Russia ultimately pulled back from its offensive in northern Ukraine and focused on the south and the east. Both Russia and Ukraine dug trenches and replaced large-scale combined arms operations with small-scale movements and stagnation. Tanks and aircraft now avoid the frontline as much as possible and are used more as indirect fire. Small teams of infantry-supported drones and one or two vehicles storm trenches to gain intel on enemy strength in a position. 


The advent of shoulder-launched defense systems and cheap drones made maneuver warfare obsolete seemingly overnight. These systems are much cheaper than the 20 million dollar tanks or aircraft they destroy. Since drones have made artillery more accurate with live correction, they easily neutralize offensive movement. Artillery is thought to cause 70-80% of the battlefield casualties. That is more than both world wars.  


This form of fighting is brutal and costly, but it is not new. World War I trench warfare is back in style. This means war is not won by hardware any longer. It is won by manpower, artillery shells and time. Russia has more of all of these. Despite being stunningly embarrassed at the outset of the offensive, time will reward Russia's advantages in both shells and manpower.


The weapons and aid supplied by NATO have not put out the fire but have poured fuel on it. NATO nations get intel on the impact and effectiveness of their weapons, and at the same time fight Russia with Ukrainian bodies. 


Some will say ‘Ukraine was invaded, it's just defending itself.’ This is true, but what is the use of providing aid when the main deficiencies are not addressed? The West cannot give enough shells to provide Ukraine an offensive capability and manpower is obviously out of the question. Ukraine is losing the war, it always has been and it always will be.
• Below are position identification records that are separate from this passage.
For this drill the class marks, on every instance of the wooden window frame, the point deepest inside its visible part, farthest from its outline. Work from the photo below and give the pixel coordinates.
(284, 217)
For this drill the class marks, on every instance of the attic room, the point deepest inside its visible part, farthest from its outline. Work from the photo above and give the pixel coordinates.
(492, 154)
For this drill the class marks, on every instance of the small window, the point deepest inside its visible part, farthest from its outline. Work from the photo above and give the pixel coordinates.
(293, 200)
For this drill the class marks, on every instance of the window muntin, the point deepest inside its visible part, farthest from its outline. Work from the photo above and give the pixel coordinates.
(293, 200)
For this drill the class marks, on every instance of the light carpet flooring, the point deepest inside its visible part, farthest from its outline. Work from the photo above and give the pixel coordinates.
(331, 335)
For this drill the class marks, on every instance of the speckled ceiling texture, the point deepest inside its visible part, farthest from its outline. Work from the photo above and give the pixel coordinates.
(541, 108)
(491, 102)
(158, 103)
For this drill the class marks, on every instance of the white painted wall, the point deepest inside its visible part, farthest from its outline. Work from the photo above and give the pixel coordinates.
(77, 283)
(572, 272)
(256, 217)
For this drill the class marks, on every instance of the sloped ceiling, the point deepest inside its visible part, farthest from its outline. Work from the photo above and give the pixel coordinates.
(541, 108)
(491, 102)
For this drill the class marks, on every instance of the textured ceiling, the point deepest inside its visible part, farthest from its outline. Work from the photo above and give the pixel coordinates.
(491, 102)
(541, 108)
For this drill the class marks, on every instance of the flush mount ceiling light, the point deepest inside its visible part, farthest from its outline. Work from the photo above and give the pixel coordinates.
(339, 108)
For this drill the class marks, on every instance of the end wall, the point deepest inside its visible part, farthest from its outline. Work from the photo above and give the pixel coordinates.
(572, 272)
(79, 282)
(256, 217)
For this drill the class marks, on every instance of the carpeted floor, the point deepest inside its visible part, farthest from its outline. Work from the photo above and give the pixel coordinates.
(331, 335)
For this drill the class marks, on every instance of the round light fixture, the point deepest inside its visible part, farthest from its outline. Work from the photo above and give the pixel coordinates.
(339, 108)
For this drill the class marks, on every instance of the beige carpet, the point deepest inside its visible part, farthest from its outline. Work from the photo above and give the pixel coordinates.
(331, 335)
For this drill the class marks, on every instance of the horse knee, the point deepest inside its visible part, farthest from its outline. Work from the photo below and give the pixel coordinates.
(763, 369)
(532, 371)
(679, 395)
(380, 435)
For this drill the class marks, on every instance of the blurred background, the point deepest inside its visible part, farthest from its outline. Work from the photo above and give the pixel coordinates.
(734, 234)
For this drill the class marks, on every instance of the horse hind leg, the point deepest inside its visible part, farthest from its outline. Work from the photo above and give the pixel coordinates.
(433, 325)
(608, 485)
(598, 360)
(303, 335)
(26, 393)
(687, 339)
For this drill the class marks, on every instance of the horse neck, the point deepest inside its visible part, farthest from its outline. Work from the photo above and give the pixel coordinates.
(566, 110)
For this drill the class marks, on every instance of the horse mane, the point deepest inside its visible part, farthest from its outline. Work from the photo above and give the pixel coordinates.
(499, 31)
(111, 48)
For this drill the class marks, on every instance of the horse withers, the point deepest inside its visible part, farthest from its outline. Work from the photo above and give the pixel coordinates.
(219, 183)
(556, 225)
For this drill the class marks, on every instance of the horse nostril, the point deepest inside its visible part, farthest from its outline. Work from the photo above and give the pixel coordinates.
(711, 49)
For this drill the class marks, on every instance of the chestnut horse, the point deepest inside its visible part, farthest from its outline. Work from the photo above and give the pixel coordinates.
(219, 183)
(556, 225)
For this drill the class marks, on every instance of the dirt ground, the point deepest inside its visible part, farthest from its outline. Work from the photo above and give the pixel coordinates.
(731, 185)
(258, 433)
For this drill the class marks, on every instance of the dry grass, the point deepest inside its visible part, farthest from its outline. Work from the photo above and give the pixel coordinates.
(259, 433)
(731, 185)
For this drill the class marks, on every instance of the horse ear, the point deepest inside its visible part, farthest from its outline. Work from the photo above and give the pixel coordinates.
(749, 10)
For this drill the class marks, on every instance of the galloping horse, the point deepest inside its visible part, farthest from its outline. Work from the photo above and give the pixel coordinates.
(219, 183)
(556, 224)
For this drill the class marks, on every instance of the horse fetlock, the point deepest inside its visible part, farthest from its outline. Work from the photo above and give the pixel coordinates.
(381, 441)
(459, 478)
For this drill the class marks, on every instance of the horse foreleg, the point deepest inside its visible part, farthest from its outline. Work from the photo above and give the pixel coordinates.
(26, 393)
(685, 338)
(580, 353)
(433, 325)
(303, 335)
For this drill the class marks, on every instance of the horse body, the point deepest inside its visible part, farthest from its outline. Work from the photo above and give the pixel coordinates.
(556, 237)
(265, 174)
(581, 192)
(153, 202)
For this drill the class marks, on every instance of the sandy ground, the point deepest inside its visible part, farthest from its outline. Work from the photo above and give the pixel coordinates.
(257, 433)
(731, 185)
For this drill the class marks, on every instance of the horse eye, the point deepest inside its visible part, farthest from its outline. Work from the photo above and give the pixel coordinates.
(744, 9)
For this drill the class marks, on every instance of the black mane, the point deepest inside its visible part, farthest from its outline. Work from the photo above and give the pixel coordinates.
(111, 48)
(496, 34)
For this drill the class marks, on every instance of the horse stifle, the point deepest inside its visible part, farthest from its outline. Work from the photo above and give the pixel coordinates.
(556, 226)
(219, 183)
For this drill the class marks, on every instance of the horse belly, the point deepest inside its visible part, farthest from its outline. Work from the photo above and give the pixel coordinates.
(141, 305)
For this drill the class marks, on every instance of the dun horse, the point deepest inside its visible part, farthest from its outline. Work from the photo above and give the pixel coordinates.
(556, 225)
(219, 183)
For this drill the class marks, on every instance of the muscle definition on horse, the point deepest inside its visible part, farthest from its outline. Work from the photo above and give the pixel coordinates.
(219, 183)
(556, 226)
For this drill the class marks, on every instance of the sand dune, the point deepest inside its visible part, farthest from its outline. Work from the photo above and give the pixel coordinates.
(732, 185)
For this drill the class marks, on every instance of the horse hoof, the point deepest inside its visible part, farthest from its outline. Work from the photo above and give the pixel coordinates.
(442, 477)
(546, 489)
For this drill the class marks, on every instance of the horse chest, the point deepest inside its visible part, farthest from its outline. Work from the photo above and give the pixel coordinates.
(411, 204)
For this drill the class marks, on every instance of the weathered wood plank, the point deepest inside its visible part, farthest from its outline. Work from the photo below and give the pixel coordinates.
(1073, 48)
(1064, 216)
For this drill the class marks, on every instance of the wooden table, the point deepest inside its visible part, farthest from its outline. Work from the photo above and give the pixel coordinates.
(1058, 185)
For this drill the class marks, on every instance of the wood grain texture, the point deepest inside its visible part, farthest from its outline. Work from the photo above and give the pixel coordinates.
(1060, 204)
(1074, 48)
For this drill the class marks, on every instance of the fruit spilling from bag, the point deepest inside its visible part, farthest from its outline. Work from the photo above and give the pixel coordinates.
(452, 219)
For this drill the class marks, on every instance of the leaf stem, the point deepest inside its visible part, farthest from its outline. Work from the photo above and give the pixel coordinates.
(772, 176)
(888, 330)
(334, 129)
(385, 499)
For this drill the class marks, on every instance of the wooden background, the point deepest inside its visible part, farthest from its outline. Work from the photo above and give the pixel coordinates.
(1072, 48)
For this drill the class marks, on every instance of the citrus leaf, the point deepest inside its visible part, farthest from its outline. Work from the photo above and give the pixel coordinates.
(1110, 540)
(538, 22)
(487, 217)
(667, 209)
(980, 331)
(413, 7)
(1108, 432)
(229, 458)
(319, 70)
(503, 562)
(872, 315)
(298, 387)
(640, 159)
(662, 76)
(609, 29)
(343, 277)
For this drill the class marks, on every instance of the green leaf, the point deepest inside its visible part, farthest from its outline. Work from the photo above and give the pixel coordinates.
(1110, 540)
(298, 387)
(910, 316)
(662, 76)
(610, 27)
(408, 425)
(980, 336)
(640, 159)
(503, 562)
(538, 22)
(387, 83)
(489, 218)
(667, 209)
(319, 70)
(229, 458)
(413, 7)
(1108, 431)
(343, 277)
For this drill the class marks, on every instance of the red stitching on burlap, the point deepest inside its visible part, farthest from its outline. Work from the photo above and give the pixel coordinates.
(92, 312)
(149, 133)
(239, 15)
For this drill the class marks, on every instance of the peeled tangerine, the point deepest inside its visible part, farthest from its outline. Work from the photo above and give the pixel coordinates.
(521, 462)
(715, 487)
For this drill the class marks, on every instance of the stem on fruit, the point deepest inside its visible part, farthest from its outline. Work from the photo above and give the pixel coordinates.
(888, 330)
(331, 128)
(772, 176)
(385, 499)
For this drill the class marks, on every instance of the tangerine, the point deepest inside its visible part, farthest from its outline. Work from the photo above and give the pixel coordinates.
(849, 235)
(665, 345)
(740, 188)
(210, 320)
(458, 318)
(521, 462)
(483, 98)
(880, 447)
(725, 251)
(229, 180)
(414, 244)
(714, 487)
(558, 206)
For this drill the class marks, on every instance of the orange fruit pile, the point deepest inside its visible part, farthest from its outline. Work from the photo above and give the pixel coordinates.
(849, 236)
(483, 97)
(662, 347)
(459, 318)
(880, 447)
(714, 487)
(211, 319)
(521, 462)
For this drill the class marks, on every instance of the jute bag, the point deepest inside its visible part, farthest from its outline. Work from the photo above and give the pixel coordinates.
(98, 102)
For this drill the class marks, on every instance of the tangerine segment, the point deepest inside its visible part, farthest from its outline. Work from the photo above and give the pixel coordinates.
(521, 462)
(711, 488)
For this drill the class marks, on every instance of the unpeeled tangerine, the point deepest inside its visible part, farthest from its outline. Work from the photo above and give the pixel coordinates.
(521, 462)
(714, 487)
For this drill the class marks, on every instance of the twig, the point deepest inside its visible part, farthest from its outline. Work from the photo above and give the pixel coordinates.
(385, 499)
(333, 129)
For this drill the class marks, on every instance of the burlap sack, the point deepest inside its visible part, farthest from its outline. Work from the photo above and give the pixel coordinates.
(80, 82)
The surprise victory two years ago around Kiev and one successful counteroffensive, are but droplets in the grim rainfall of defeats Ukraine has suffered and will continue to. 


Aid is drying up, artillery ammo is running out and men are being killed that cannot be replaced. Aid sent to Ukraine only prolongs and worsens their suffering, it does not in any way lessen it. NATO used a surprising shift in tactics, which Russia was vulnerable to, to fight a proxy war that has hurt Ukraine and the West even more than it has Moscow. Ukraine will inevitably be defeated, and all that there will be to show for it is economic collapse, war porn and cemeteries.  


Soldiers on the frontline digging trenches in Ukraine’s fertile black earth uncover bones of men killed in the very same spot generations ago. Many of these forgotten men, Russian and Ukrainian alike, were on the same side. Now they are killing each other in the sunflower fields their forefathers died to protect.


The opinions expressed in this article are those of the individual author.